Contrastive Pre-training for Personalized Expert Finding
Qiyao Peng | Hongtao Liu | Zhepeng Lv | Qing Yang | Wenjun Wang
Findings of the Association for Computational Linguistics: EMNLP 2023

Expert finding could help route questions to potential suitable users to answer in Community Question Answering (CQA) platforms. Hence it is essential to learn accurate representations of experts and questions according to the question text articles. Recently the pre-training and fine-tuning paradigms are powerful for natural language understanding, which has the potential for better question modeling and expert finding. Inspired by this, we propose a CQA-domain Contrastive Pre-training framework for Expert Finding, named CPEF, which could learn more comprehensive question representations. Specifically, considering that there is semantic complementation between question titles and bodies, during the domain pre-training phase, we propose a title-body contrastive learning task to enhance question representations, which directly treats the question title and the corresponding body as positive samples of each other, instead of designing extra data-augmentation strategies. Furthermore, a personalized tuning network is proposed to inject the personalized preferences of different experts during the fine-tuning phase. Extensive experimental results on six real-world datasets demonstrate that our method could achieve superior performance for expert finding.


ExpertPLM: Pre-training Expert Representation for Expert Finding
Qiyao Peng | Hongtao Liu
Findings of the Association for Computational Linguistics: EMNLP 2022

Expert Finding is an important task in Community Question Answering (CQA) platforms, which could help route questions to potential users to answer. The key is to learn representations of experts based on their historical answered questions accurately. In this paper, inspired by the strong text understanding ability of Pretrained Language modelings (PLMs), we propose a pre-training and fine-tuning expert finding framework. The core is that we design an expert-level pre-training paradigm, that effectively integrates expert interest and expertise simultaneously. Specifically different from the typical corpus-level pre-training, we treat each expert as the basic pre-training unit including all the historical answered question titles of the expert, which could fully indicate the expert interests for questions.
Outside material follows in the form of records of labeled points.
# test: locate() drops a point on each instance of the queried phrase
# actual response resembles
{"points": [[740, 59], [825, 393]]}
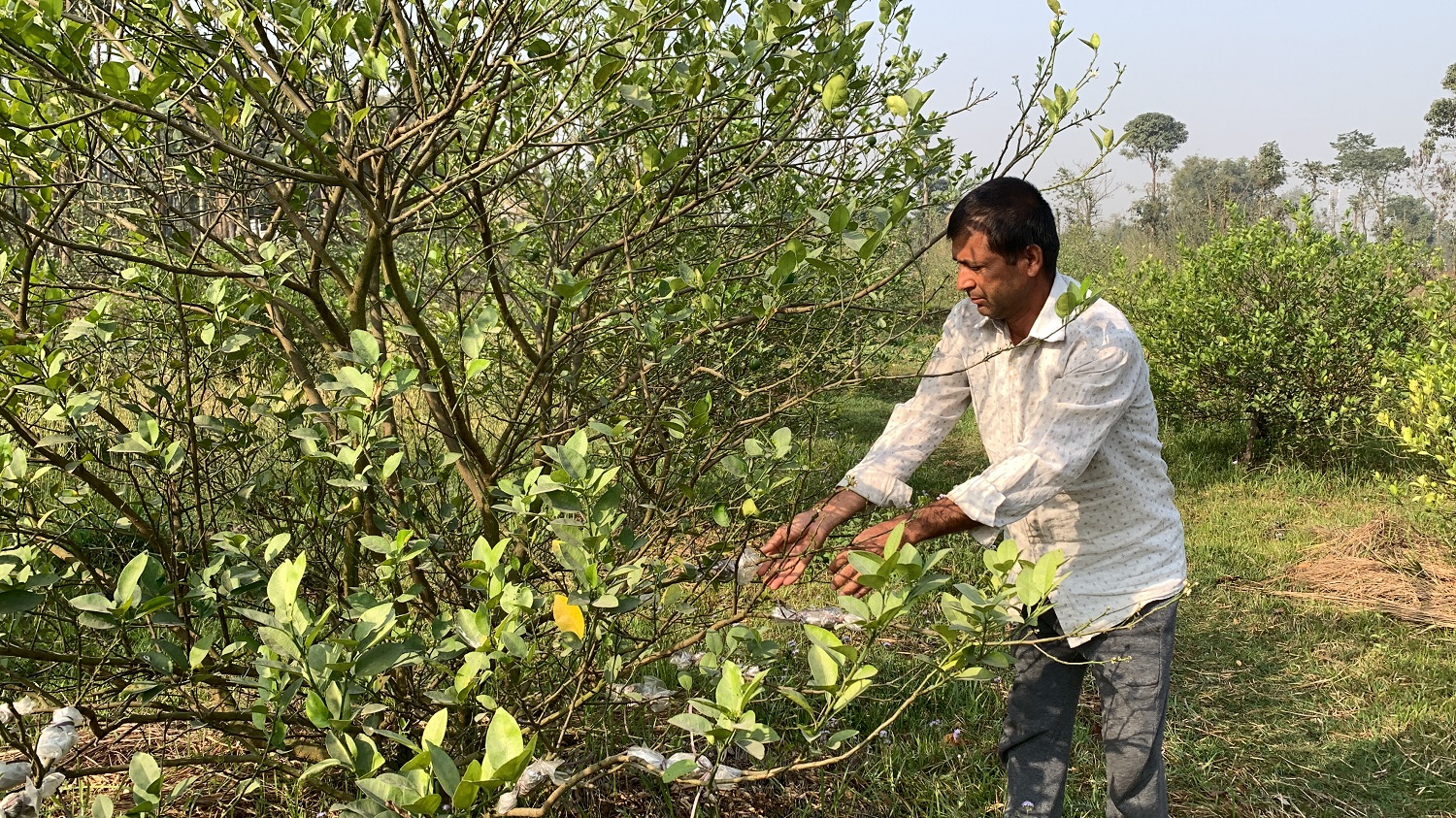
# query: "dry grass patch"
{"points": [[1385, 565]]}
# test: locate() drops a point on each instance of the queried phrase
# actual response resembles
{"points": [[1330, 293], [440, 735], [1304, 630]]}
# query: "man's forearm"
{"points": [[935, 520], [841, 507]]}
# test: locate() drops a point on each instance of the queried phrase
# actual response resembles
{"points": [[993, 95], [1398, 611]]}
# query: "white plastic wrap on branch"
{"points": [[22, 706], [646, 757], [26, 802], [539, 773], [14, 774], [742, 570], [838, 619], [684, 658], [649, 692], [58, 736]]}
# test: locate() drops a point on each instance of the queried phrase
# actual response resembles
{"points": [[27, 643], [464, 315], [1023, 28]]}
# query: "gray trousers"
{"points": [[1132, 670]]}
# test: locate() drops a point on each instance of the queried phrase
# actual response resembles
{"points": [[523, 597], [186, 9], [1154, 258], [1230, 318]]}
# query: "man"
{"points": [[1068, 419]]}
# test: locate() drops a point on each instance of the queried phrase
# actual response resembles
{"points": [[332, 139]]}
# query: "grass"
{"points": [[1278, 706]]}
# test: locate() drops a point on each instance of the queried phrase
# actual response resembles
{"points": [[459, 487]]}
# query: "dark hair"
{"points": [[1012, 215]]}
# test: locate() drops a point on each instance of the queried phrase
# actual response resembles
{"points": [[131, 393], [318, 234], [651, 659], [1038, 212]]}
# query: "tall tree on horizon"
{"points": [[1152, 137]]}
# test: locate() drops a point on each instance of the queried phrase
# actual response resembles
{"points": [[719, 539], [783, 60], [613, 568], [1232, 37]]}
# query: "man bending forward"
{"points": [[1068, 421]]}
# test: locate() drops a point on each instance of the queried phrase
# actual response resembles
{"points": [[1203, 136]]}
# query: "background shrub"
{"points": [[1277, 325]]}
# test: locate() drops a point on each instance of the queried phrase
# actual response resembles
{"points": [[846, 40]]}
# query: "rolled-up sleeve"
{"points": [[1063, 431], [917, 425]]}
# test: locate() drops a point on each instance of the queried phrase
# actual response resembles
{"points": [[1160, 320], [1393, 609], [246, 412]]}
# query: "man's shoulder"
{"points": [[1103, 323]]}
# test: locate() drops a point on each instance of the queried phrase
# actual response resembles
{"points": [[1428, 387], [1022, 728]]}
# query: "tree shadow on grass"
{"points": [[1283, 707]]}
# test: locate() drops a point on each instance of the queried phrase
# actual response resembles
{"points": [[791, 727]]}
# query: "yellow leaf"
{"points": [[568, 616]]}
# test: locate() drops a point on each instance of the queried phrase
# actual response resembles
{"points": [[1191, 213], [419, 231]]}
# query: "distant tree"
{"points": [[1202, 192], [1412, 217], [1441, 116], [1079, 195], [1269, 171], [1152, 137], [1371, 171]]}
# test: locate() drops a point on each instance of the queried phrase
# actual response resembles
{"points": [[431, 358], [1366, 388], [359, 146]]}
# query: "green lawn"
{"points": [[1280, 706]]}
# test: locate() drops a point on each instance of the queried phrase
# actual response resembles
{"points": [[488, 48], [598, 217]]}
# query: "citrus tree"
{"points": [[379, 378]]}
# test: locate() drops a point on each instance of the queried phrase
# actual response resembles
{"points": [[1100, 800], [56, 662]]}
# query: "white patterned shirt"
{"points": [[1069, 425]]}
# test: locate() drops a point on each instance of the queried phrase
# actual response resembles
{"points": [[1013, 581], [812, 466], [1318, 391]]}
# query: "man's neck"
{"points": [[1019, 326]]}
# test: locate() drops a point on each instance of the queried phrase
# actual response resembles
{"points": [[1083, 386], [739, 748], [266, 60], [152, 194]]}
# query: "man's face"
{"points": [[999, 288]]}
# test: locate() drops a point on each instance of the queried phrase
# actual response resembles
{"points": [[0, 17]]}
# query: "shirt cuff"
{"points": [[878, 488], [978, 500]]}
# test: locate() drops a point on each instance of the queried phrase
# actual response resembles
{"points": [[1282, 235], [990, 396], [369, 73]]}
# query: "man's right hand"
{"points": [[791, 546]]}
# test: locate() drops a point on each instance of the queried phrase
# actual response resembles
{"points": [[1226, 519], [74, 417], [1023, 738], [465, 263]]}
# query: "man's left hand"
{"points": [[842, 573]]}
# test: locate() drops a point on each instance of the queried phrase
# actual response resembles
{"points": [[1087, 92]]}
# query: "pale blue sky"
{"points": [[1237, 72]]}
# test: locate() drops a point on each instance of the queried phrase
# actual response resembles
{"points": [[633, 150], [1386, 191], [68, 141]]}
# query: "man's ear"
{"points": [[1033, 261]]}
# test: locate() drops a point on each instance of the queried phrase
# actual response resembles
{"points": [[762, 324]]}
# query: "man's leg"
{"points": [[1037, 733], [1132, 670]]}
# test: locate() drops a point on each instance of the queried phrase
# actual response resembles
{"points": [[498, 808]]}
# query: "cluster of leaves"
{"points": [[1418, 401], [1278, 325], [378, 377]]}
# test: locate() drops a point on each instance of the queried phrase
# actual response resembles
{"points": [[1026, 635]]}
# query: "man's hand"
{"points": [[941, 517], [873, 539], [791, 544]]}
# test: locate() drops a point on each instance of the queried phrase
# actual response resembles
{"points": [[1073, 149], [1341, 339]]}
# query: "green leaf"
{"points": [[316, 710], [824, 667], [146, 773], [95, 603], [128, 588], [436, 728], [282, 585], [443, 768], [835, 93], [276, 544], [116, 76], [384, 655], [678, 769], [692, 722], [730, 689], [364, 345], [637, 96], [19, 600], [320, 122], [503, 739]]}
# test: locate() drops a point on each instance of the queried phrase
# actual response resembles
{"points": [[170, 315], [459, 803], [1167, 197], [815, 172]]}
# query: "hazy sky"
{"points": [[1237, 72]]}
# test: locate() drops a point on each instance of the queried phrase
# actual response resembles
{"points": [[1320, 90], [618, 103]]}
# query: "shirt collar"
{"points": [[1050, 326]]}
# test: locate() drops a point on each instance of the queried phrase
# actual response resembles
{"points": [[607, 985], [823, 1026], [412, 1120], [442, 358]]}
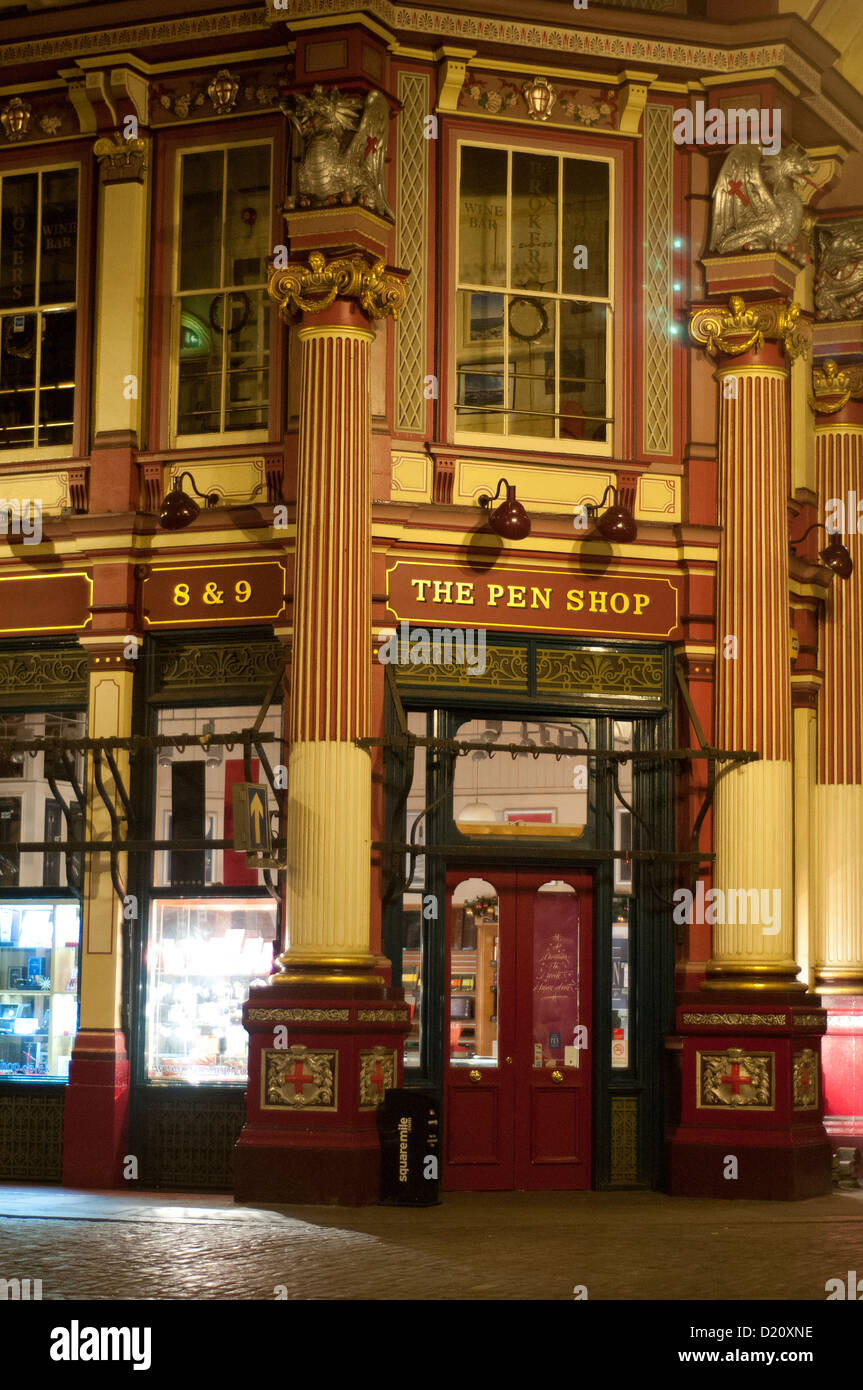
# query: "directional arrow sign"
{"points": [[250, 818]]}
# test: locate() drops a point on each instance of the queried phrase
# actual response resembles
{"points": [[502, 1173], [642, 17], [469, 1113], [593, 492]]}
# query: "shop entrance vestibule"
{"points": [[519, 984]]}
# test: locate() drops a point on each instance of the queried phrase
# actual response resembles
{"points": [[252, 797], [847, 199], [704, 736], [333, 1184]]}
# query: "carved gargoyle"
{"points": [[756, 205], [840, 270], [343, 156]]}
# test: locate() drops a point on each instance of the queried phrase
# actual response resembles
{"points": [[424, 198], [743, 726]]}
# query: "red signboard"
{"points": [[239, 591], [45, 602], [534, 599]]}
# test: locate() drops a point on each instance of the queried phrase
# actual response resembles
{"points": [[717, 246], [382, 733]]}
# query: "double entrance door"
{"points": [[519, 987]]}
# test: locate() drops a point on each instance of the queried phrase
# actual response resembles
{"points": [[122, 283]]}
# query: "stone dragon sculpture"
{"points": [[756, 205], [343, 156]]}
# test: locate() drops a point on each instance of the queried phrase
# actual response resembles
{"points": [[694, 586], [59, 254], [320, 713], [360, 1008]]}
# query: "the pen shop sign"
{"points": [[193, 595], [534, 601]]}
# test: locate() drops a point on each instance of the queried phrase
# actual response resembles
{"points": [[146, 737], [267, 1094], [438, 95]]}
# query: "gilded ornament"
{"points": [[737, 330], [382, 1015], [805, 1080], [121, 159], [735, 1079], [343, 149], [378, 1073], [296, 1079], [831, 389], [838, 288], [313, 287], [735, 1020], [756, 205]]}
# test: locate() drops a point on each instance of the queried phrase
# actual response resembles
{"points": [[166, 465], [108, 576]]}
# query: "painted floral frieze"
{"points": [[588, 106]]}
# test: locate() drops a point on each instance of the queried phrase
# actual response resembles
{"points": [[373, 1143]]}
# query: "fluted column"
{"points": [[753, 827], [330, 779], [838, 791], [328, 776]]}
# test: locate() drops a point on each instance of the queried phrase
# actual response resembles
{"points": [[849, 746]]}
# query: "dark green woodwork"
{"points": [[587, 681], [46, 679]]}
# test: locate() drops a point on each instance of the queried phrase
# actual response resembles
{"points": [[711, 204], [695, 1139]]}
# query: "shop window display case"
{"points": [[39, 944], [202, 957]]}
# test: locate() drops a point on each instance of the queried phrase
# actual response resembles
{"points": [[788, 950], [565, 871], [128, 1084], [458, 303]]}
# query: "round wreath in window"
{"points": [[239, 312], [527, 319]]}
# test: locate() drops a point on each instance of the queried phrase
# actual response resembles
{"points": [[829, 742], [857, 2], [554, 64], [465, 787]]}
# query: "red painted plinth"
{"points": [[317, 1073], [751, 1107], [842, 1065], [96, 1111]]}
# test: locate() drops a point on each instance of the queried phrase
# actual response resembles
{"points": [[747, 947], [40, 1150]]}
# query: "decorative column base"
{"points": [[751, 1115], [321, 1052], [96, 1119], [842, 1062]]}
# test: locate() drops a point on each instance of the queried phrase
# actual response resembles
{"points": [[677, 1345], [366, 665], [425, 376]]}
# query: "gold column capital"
{"points": [[314, 285], [121, 160], [738, 330], [833, 387]]}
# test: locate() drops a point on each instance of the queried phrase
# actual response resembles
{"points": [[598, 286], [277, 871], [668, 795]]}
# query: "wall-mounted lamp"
{"points": [[539, 96], [834, 555], [178, 509], [614, 524], [223, 91], [15, 118], [509, 520]]}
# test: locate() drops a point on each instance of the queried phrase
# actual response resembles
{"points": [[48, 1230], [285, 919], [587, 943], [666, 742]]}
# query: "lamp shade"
{"points": [[617, 524], [510, 520], [178, 510], [837, 558]]}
Besides, we integrate the vote score information along with each answer of the expert into the pre-training phrase to model the expert ability explicitly. Finally, we propose a novel reputation-augmented Masked Language Model (MLM) pre-training strategy to capture the expert reputation information. In this way, our method could learn expert representation comprehensively, which then will be adopted and fine-tuned in the down-streaming expert-finding task. Extensive experimental results on six real-world CQA datasets demonstrate the effectiveness of our method.